Buch: Verkehr(t)
Der mobile Mensch am Limit
Im Zuge der Energiewende und des Bestrebens, den Klimawandel zu bremsen, rückt auch das Thema Mobilität in den Fokus der öffentlichen Debatte. Dieses Buch betrachtet das Thema aus ganzheitlicher Sicht vor dem Hintergrund der aktuellen gesellschaftlichen Situation.
Zunächst wird ein grosser historischer Bogen gespannt, um aufzuzeigen, wie eng der Verkehr mit gesellschaftlichen Entwicklungen verwoben ist – wie Technologien aufgekommen sind und sie ihrerseits die Gesellschaft prägten. Jahrtausende lang konnte die Menschheit ihre Verkehrsbedürfnisse nahezu nachhaltig abdecken. Praktisch die gesamte Erde wurde ohne Einsatz von Erdöl oder Kohle erschlossen. Aber schon damals gab es Innovationen, wobei sich diese auf den Einsatz des Rades und der Optimierung der Verkehrswege beschränkten. Dann kam die Neuzeit und mit ihr die industrielle Revolution – mit der Eisenbahn, die die Entwicklungen in Fahrt brachte. Die effiziente Förderung fossiler Energieträger rückte das Automobil ins Zentrum, und die individuelle Freiheit wurde als höchster Wert propagiert. Diese neue Freiheit entpuppte sich jedoch als trügerisch, denn sie brachte eine Abhängigkeit vom Auto und vom Erdöl mit sich, mit den bekannten Umweltauswirkungen.
Heute findet kontinuierlich ein Kulturwandel statt: Während das Benzinauto aus ökologischen Gründen sein positives Image verliert, wird das Elektroauto immer beliebter. Durch den Einsatz erneuerbarer Energien bewegt man sich in Richtung Nachhaltigkeit.
Wer an dieser Stelle bereits Licht am Ende des Tunnels bezüglich nachhaltiger Mobilität erwartet, wird von der Lektüre enttäuscht, denn sie macht deutlich, dass eine technologische Umstellung der Fahrzeugantriebe allein nicht ausreicht, um das Problem zu lösen. Es braucht eine Änderung des Mobilitätsverhaltens an sich. Um dieses Verhalten besser zu verstehen, werden drei Trends detailliert untersucht: Differenzierung, Individualisierung und Globalisierung. Dabei wird nicht nur der Individualverkehr, sondern alle Arten des Transports – inklusive der Güter – berücksichtigt.
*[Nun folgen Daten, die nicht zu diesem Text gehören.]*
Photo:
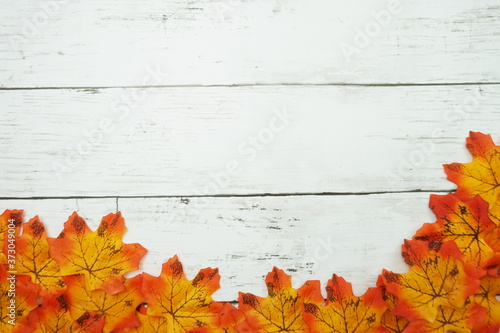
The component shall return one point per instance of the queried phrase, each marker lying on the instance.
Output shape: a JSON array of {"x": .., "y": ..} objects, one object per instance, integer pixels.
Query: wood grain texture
[
  {"x": 247, "y": 140},
  {"x": 70, "y": 43},
  {"x": 309, "y": 237}
]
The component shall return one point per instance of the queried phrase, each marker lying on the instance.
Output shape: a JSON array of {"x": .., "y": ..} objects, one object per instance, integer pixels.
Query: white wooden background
[{"x": 238, "y": 134}]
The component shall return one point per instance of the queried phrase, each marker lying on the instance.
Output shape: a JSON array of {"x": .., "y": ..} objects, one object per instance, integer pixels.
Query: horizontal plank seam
[
  {"x": 340, "y": 84},
  {"x": 230, "y": 195}
]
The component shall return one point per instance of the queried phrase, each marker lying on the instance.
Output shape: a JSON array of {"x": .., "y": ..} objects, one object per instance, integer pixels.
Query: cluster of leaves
[{"x": 76, "y": 283}]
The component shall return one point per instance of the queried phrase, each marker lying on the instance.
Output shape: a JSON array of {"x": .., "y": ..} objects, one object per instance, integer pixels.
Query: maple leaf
[
  {"x": 436, "y": 278},
  {"x": 10, "y": 226},
  {"x": 281, "y": 311},
  {"x": 33, "y": 258},
  {"x": 229, "y": 316},
  {"x": 393, "y": 323},
  {"x": 344, "y": 312},
  {"x": 183, "y": 305},
  {"x": 149, "y": 324},
  {"x": 465, "y": 222},
  {"x": 54, "y": 316},
  {"x": 19, "y": 296},
  {"x": 482, "y": 175},
  {"x": 118, "y": 309},
  {"x": 449, "y": 319},
  {"x": 100, "y": 256},
  {"x": 490, "y": 287}
]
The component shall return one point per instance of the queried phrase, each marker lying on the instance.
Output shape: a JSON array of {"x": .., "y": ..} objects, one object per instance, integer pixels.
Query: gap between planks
[
  {"x": 250, "y": 195},
  {"x": 340, "y": 84}
]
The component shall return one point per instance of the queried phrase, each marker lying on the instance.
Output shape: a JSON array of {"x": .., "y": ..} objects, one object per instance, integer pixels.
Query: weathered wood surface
[
  {"x": 224, "y": 42},
  {"x": 309, "y": 237},
  {"x": 382, "y": 119},
  {"x": 246, "y": 140}
]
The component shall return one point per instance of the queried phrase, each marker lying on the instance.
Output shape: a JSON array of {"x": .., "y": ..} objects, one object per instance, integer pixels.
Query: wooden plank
[
  {"x": 56, "y": 43},
  {"x": 246, "y": 140},
  {"x": 309, "y": 237}
]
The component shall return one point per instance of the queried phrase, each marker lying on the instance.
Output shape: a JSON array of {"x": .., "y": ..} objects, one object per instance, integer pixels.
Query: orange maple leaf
[
  {"x": 482, "y": 175},
  {"x": 344, "y": 312},
  {"x": 33, "y": 259},
  {"x": 119, "y": 309},
  {"x": 436, "y": 278},
  {"x": 281, "y": 311},
  {"x": 18, "y": 297},
  {"x": 393, "y": 323},
  {"x": 449, "y": 319},
  {"x": 229, "y": 316},
  {"x": 54, "y": 316},
  {"x": 100, "y": 256},
  {"x": 486, "y": 297},
  {"x": 465, "y": 222},
  {"x": 183, "y": 305},
  {"x": 10, "y": 226}
]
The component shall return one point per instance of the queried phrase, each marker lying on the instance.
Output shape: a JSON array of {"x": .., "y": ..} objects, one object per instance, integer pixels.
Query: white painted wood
[
  {"x": 109, "y": 43},
  {"x": 186, "y": 142},
  {"x": 245, "y": 237}
]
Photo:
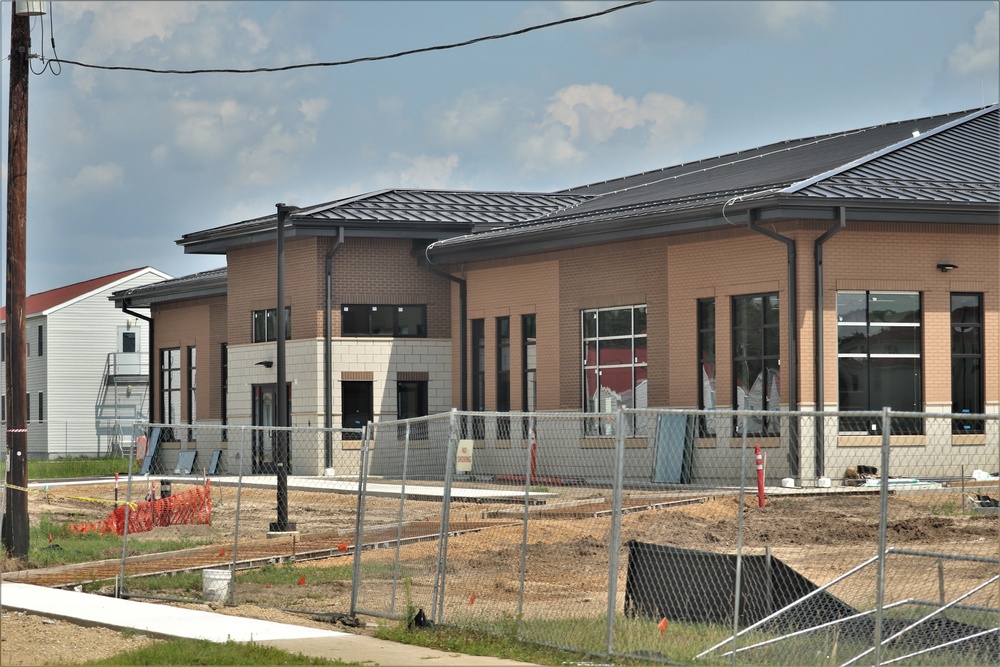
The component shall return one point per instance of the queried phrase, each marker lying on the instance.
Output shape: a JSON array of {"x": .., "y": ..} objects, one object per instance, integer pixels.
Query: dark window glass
[
  {"x": 756, "y": 350},
  {"x": 879, "y": 343},
  {"x": 265, "y": 325},
  {"x": 384, "y": 320},
  {"x": 967, "y": 361}
]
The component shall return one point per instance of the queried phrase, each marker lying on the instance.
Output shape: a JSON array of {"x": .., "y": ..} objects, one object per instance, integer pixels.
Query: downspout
[
  {"x": 794, "y": 459},
  {"x": 462, "y": 335},
  {"x": 151, "y": 361},
  {"x": 818, "y": 347},
  {"x": 327, "y": 355}
]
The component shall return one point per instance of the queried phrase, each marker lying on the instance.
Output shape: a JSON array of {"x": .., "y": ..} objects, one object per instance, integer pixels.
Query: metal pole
[
  {"x": 883, "y": 519},
  {"x": 281, "y": 525},
  {"x": 236, "y": 531},
  {"x": 616, "y": 529},
  {"x": 16, "y": 532},
  {"x": 399, "y": 519},
  {"x": 445, "y": 518},
  {"x": 739, "y": 541},
  {"x": 524, "y": 529}
]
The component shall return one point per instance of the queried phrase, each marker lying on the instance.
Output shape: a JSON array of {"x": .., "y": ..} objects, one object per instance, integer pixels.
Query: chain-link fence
[{"x": 660, "y": 534}]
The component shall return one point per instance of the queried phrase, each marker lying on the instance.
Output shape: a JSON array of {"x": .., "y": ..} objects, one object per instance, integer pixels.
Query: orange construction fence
[{"x": 193, "y": 506}]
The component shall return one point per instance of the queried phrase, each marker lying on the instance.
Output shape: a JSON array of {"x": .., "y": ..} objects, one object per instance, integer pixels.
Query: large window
[
  {"x": 878, "y": 349},
  {"x": 390, "y": 321},
  {"x": 503, "y": 376},
  {"x": 706, "y": 364},
  {"x": 192, "y": 386},
  {"x": 170, "y": 389},
  {"x": 411, "y": 397},
  {"x": 614, "y": 362},
  {"x": 478, "y": 377},
  {"x": 265, "y": 325},
  {"x": 756, "y": 340},
  {"x": 967, "y": 360}
]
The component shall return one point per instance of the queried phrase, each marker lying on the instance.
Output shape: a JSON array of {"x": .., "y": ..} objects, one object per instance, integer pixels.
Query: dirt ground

Es wäre in diesem Kontext noch interessant zu erfahren gewesen, ob die Digitalisierung den Bedarf an physischer Mobilität, beispielsweise durch Online-Meetings statt Interkontinentalflügen, reduziert.
Ein vielseitiges Buch, das auch den unangenehmen Mobilitätsfragen nicht ausweicht und Lösungsansätze skizziert, die gesellschaftliche Veränderungen erfordern. Ein klares Plädoyer dafür, Nachhaltigkeitsbestrebungen nicht nur mit technologischen Innovationen erreichen zu wollen.
Oliver Schwedes, Springer Verlag, Hardback, 152 Seiten, ISBN 978-3-658-28369-8 , CHF 42.–.